Mahkeme, kararında Kara, Bayram ve Çetin’in üzerlerine atılı “örgüt propagandası” suçunu işlediklerine kanaat getirerek önce 2 yıl hapis cezası ardından suçun basın yoluyla işlendiği gerekçesiyle cezada yarı oranında artırım yaparak 3 yıl hapis cezası verdi. Propaganda suçunun zincirleme olarak gerçekleştirildiği gerekçesiyle cezada yarı oranda artırım yapan mahkeme, 4,5 yıla çektiği cezada iyi hal indirimi uygulayarak 3 yıl 9 ay hapis cezasına hükmetti.
Karar oy çokluğuyla verildi.
Şerh koyan hakim ise, suçlamaya konu olan her bir yayının propaganda suçu oluşturduğunu savunarak sanıklara verilen cezanın 4 kez uygulanmasını istedi.
Avukatlar kararı istinaf mahkemesine taşıyacak.
Açıklanan karar sonrası adliyesi önünde basın açıklaması gerçekleştirildi.
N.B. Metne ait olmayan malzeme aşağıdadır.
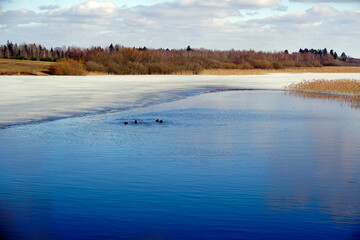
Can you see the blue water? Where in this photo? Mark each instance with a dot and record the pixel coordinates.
(228, 165)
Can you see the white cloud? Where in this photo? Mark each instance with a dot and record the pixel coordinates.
(239, 4)
(314, 1)
(186, 22)
(48, 7)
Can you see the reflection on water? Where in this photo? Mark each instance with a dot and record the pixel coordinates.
(229, 165)
(352, 101)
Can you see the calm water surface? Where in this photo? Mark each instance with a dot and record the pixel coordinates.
(229, 165)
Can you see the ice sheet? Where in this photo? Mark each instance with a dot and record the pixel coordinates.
(35, 98)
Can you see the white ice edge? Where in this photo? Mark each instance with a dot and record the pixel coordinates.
(35, 98)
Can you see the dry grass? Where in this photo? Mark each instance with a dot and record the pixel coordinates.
(68, 67)
(344, 90)
(342, 69)
(352, 101)
(341, 86)
(24, 67)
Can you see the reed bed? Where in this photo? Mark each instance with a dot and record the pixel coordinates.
(346, 91)
(340, 86)
(326, 69)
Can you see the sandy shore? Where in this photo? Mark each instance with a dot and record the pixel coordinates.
(35, 98)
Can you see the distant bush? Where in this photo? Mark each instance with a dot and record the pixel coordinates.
(261, 63)
(67, 67)
(93, 66)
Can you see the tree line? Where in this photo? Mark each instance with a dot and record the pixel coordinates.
(117, 59)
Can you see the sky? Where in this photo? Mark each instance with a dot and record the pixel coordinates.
(261, 25)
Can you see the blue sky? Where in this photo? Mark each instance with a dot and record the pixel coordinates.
(267, 25)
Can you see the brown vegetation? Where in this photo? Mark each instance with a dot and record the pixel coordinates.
(124, 60)
(344, 90)
(326, 69)
(340, 86)
(67, 67)
(21, 67)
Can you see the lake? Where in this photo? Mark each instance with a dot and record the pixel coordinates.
(225, 165)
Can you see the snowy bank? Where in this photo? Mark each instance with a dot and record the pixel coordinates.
(35, 98)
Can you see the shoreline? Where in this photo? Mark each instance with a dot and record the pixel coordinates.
(25, 99)
(14, 67)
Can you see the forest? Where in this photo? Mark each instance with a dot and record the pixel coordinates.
(117, 59)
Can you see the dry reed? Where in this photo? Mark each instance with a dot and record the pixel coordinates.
(340, 86)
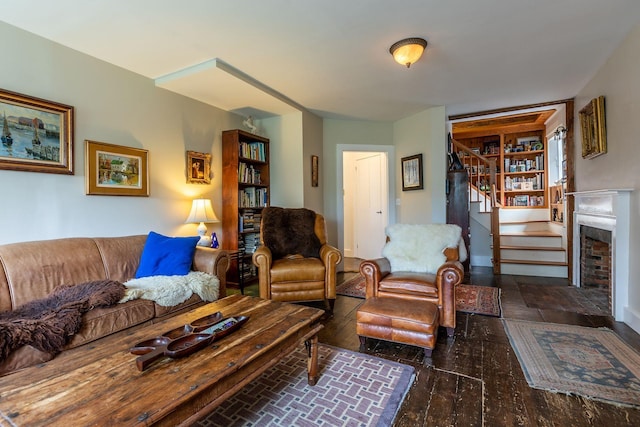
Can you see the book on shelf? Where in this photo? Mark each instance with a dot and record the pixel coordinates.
(253, 151)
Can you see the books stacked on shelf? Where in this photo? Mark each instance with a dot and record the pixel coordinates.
(524, 183)
(249, 221)
(248, 175)
(253, 151)
(253, 197)
(251, 242)
(525, 200)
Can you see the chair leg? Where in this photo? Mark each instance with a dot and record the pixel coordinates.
(329, 304)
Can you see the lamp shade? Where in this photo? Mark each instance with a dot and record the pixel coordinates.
(408, 51)
(202, 211)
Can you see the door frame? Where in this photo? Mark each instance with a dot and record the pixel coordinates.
(391, 187)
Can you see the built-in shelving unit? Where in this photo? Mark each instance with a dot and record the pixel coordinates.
(521, 167)
(245, 192)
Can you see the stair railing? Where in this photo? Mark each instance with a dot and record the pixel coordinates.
(482, 173)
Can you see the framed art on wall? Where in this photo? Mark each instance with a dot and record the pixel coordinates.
(593, 128)
(198, 168)
(37, 135)
(115, 170)
(412, 172)
(314, 171)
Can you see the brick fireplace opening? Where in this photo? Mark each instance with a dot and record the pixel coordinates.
(595, 260)
(606, 211)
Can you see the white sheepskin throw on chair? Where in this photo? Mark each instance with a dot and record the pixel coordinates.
(168, 291)
(419, 247)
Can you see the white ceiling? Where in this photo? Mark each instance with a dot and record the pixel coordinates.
(331, 56)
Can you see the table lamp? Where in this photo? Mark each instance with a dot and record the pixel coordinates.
(201, 212)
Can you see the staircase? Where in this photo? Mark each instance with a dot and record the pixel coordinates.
(532, 248)
(526, 243)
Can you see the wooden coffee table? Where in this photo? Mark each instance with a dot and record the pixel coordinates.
(101, 385)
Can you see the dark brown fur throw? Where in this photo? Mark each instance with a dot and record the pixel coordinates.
(48, 324)
(290, 232)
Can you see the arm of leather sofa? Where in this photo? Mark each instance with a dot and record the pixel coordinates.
(330, 257)
(449, 275)
(263, 259)
(213, 261)
(373, 271)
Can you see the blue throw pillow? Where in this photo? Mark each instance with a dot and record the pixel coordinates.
(166, 256)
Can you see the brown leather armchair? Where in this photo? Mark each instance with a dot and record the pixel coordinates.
(438, 287)
(294, 261)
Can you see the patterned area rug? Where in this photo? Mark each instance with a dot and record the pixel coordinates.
(483, 300)
(590, 362)
(354, 389)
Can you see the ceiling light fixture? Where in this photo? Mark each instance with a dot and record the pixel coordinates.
(408, 51)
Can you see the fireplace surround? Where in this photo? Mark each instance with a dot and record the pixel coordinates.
(606, 210)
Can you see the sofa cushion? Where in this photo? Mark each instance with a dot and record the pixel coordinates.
(166, 256)
(100, 322)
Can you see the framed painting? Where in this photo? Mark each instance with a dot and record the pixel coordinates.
(198, 168)
(412, 173)
(37, 135)
(314, 171)
(115, 170)
(592, 125)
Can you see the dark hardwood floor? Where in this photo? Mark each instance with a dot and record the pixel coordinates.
(474, 378)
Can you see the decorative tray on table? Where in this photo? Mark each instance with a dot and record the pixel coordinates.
(186, 339)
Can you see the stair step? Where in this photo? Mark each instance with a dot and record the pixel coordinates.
(533, 262)
(540, 270)
(532, 254)
(539, 239)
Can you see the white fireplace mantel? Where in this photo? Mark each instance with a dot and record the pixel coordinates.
(607, 210)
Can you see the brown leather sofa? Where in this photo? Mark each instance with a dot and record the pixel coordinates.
(295, 277)
(438, 288)
(31, 270)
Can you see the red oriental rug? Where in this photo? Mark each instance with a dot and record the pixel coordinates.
(483, 300)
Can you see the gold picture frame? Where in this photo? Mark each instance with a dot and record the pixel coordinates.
(412, 172)
(314, 170)
(592, 125)
(115, 170)
(198, 168)
(37, 135)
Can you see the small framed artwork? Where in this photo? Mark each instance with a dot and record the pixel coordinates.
(37, 135)
(412, 172)
(198, 168)
(114, 170)
(314, 171)
(592, 125)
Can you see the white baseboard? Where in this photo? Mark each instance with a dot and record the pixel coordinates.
(632, 319)
(481, 261)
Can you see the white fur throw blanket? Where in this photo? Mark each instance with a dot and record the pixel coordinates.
(168, 291)
(419, 247)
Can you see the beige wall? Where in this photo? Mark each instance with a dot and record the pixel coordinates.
(114, 106)
(619, 168)
(423, 133)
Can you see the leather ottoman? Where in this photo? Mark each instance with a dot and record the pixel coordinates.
(407, 322)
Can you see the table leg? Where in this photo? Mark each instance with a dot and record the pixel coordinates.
(312, 363)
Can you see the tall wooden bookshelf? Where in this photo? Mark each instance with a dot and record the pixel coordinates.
(245, 192)
(521, 162)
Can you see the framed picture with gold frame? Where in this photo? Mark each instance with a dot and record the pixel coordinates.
(593, 128)
(412, 172)
(198, 168)
(37, 135)
(314, 170)
(115, 170)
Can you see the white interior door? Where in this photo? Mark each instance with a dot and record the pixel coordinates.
(370, 213)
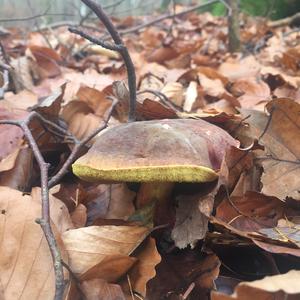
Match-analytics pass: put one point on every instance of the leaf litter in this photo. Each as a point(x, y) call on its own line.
point(251, 210)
Burada konuşan Avukat Devrim Avcı, “Mahkeme kararında şöyle bir gerekçe sundu: Suçun meydana gelen ağırlığı, sanıkların güttüğü amaç ve saik… Müvekkillerim kamuoyuna haber verdi, siyasi iktidarın gizlediği ne varsa haber yaptı. Biz zaten bu sebeple kapatıldık. Zaten siyasi iktidar kendisi gibi olmayanlara çok kolay terör propagandası yaftası yapıştırıyor. Cezaevine atıyor. Bu manipülasyondur, bu gazetecilerin haber verme ve haber yapma görevini engellemektir. Hayatın Sesi her zaman emekçinin, muhalifin yanında olmuştur. Bu karara karşı bütün itirazlarımızı kullanacağız” dedi.
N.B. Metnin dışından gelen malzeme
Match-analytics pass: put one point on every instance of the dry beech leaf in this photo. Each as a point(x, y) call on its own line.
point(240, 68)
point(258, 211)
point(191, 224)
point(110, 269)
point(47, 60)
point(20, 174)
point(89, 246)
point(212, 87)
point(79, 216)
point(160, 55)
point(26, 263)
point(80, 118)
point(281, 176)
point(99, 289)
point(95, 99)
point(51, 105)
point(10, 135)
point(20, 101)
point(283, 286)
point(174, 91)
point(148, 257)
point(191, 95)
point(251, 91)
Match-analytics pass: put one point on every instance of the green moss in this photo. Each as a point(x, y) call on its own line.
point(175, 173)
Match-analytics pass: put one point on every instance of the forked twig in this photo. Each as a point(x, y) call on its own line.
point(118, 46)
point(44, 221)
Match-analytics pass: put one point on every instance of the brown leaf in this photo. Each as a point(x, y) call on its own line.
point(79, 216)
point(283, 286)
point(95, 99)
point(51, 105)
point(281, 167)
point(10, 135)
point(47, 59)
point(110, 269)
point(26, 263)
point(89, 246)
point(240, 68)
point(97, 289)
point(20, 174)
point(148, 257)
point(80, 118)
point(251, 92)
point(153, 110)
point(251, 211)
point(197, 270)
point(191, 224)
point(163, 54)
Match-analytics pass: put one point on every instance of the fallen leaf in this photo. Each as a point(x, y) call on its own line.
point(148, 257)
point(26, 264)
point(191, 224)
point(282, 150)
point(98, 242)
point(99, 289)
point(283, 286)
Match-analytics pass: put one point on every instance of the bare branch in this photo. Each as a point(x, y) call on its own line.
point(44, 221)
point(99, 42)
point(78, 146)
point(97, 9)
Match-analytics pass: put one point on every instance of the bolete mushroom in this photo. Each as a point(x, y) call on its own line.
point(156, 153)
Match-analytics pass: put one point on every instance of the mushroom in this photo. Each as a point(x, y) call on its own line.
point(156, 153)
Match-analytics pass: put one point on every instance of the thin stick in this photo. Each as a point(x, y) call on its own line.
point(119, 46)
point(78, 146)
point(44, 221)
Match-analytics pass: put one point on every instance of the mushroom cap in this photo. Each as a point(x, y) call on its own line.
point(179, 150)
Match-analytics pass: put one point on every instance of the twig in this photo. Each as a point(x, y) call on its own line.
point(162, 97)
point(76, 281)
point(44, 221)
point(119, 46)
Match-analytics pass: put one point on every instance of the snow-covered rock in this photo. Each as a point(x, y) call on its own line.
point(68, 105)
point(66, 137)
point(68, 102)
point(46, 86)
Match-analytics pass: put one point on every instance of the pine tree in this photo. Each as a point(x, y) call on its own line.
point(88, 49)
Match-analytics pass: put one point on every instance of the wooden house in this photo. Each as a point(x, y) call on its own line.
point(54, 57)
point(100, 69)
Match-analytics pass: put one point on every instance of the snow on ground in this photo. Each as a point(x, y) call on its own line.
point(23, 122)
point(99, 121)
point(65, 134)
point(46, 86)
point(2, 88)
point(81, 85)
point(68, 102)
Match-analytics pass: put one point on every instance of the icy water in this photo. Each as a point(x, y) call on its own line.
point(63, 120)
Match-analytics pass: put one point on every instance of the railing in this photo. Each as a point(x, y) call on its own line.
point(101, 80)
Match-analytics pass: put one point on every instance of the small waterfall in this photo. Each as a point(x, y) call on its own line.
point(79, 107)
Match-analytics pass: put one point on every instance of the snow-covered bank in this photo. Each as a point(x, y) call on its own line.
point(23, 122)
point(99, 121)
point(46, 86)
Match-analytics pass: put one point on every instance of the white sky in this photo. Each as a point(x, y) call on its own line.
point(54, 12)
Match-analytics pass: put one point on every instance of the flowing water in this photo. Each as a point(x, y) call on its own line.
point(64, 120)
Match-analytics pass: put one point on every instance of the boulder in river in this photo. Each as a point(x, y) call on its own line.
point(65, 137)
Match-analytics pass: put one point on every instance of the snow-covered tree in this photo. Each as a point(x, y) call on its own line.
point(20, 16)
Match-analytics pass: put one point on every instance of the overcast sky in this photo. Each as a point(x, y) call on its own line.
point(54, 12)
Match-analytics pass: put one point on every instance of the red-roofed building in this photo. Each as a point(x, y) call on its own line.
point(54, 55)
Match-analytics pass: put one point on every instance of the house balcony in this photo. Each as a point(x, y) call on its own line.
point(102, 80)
Türkiye Gazeteciler Sendikası Genel Başkanı Gökhan Durmuş, verilen kararın hukukla bağdaştırılmayacağını söyleyerek şöyle devam etti:
Zaten KHK ile kapatılmış bir televizyonun yöneticilerine hem de alakasız örgütleri yan yana koyarak ceza vermek hukuk sisteminin işlemediğinin belgesi. Bundan sonra da bu tarz kararlar çıkacak. Gazeteciler için adliye süreci başladı. Gazetecileri ve gerçekleri düşman gören bir iktidar var. Gazeteciler yılmayacak ve haber yapmaya devam edecek.
RSF Türkiye Temsilcisi Erol Önderoğlu ise eleştirel haber yapan gazetecilerin sistemli bir şekilde hedef haline getirildiğini söyledi. Önderoğlu şöyle konuştu:
“Hayatın Sesi Televizyonu 3’ncü cezasını aldı. RTÜK tarafından cezalandırılması, KHK ile kapatılması yetmedi ve 3 yetkilisi bugün 3 yıl 9 ay hapis cezasına çarptırıldı. Orantısızlığın ötesinde kamuoyunun haber alma hakkının engellendiğini görüyoruz.”